Она должна была его спасти, а яд столбняка между тем все сильнее скручивал его бедное тело.

Однажды ночью Антонина даже подняла звонком Ключарева: ей нужна немедленно сыворотка, а область

велит подождать денек-два, пока подвезут на базу.

Ключарев, всклокоченный и сонный, в одном белье, тут же стал звонить прямо в министерство, в

Минск…

— Да, это говорит депутат Верховного Совета…

Кукурузник — легкая безотказная птичка санитарной авиации — вылетел еще до рассвета, и Филонкин

получил свои кубики.

Антонина входила и выходила из его палаты все тем же ровным шагом, ставила градусник, не позволяла

себе ни радоваться, ни огорчаться, и поэтому, может быть, Филонкин, все больше убеждаясь в ее могуществе,

становился сам увереннее, и, наконец, настал тот день, когда он вспомнил о домашних делах, съел суп,

послушал даже радио в стареньких эбонитовых наушниках (Антонина достала пару на всю больничку и очень

гордилась этим).

А она ушла к себе с ощущением огромной усталости, изнеможения и счастья.
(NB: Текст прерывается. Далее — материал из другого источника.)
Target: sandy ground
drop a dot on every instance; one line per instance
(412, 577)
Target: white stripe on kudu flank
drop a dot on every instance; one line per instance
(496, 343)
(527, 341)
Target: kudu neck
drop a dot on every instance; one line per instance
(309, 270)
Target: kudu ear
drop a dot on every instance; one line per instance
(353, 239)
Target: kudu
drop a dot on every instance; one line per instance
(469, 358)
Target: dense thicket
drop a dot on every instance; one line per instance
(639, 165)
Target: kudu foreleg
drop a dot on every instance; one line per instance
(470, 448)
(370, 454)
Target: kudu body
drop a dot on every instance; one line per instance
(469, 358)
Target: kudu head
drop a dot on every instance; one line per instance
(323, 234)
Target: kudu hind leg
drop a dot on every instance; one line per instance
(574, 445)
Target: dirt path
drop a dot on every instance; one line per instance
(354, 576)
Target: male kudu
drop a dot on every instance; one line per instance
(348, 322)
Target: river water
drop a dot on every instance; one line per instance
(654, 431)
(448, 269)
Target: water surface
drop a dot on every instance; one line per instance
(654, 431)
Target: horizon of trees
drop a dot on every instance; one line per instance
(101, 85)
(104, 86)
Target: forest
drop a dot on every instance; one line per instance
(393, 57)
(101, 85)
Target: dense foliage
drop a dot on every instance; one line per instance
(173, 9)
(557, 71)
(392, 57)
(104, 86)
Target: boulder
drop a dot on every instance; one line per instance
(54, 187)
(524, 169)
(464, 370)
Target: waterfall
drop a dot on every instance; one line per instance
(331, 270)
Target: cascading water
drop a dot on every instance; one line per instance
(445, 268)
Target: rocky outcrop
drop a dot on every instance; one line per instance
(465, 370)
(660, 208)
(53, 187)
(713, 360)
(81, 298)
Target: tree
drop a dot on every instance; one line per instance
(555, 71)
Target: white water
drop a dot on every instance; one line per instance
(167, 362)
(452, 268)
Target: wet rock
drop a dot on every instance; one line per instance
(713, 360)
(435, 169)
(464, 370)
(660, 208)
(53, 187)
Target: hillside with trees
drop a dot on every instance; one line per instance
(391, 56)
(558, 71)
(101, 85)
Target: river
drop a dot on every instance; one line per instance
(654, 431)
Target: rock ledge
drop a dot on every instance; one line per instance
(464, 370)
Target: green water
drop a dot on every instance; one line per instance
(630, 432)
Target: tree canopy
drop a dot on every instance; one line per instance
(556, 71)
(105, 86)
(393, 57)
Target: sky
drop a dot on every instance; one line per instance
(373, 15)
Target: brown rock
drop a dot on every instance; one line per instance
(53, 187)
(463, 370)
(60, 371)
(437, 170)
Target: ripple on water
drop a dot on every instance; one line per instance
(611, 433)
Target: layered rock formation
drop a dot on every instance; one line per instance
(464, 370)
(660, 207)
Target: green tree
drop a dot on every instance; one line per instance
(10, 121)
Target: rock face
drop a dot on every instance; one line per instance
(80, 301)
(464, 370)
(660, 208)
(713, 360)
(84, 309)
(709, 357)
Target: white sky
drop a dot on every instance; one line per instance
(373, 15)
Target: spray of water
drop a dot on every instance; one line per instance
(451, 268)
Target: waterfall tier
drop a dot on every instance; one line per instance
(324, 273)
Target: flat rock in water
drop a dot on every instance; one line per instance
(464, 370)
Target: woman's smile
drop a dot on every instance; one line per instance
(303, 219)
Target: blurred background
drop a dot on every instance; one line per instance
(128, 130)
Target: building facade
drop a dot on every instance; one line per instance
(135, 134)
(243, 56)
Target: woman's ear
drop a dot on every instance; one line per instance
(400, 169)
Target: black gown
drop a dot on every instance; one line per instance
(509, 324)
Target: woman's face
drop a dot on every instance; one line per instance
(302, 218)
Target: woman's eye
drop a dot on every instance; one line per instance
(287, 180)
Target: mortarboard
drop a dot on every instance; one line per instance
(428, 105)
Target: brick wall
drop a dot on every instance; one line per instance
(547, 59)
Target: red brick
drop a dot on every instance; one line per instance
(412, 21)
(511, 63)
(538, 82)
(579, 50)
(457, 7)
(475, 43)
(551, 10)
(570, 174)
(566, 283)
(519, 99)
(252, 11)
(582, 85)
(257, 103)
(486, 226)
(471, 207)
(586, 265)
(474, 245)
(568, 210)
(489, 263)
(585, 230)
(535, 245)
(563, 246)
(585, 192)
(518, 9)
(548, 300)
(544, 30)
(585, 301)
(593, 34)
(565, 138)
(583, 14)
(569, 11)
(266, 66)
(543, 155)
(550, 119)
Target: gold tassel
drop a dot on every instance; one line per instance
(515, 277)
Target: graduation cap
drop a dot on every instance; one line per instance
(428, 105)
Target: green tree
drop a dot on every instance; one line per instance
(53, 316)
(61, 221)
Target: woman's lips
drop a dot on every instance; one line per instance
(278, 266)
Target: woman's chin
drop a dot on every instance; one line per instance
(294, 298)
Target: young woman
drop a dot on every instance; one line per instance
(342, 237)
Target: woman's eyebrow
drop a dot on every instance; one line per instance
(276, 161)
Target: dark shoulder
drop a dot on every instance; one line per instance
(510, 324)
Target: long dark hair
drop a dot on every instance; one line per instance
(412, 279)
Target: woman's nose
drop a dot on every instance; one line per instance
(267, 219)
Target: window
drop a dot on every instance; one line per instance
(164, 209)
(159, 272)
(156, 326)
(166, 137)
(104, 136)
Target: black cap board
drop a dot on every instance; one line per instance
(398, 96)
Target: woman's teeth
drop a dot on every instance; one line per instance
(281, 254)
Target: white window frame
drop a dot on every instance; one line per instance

Весь день прошел под

знаком этой великой победы. О ней важно рассуждал завхоз, именинницей ходила санитарка.

И только вечером, когда Антонина открыла окно и подставила руку прохладным редким каплям, ее опять

охватила тоска. Она не видела Якушонка уже две недели! Но слышала стороной, что он уехал на днях зачем-то в

Минск. И сейчас, бесцельно следя за дымным светом луны, она мысленно совершала с ним этот путь: сначала

машиной до ближайшей железнодорожной станции, потом — поезд. Фыркая и раскидывая клочья пара, он идет

по темной земле, и над ним та же латунная луна, то же дымное небо…

Каким пустым кажется ему, должно быть, уют купированного вагона! Сосредоточенно читают попутчики

— трое молчаливых людей. Ровно и тепло горит электричество; зажжены все верхние лампы и настольная тоже.

От станции до станции… От станции до станции…

Ей хотелось, чтобы все это поскорее кончилось, прошло, как горячка. Ведь она сказала себе еще десять

лет назад: ничего никогда больше не будет. И так гордилась своей твердой волей!..

— О господи, да настанет ли этому конец? — вслух говорила Антонина.

Но конца не было. Ее ждал день и снова ночь. И то же ощущение безвоздушного пространства,

непоправимой беды в те редкие горькие минуты, когда она остается совсем одна.

I X . Н А Ч А Л О О С Е Н И

1

Каждое утро теперь начиналось густым туманом. Ни дуновения, ни шелеста. Солнце светит белым

огнем, как сквозь матовое стекло, и только часам к девяти проясняются дали, и воздух, звонкий как бубен,

далеко разносит каждый звук.

Большаны шелестят золотыми деревьями.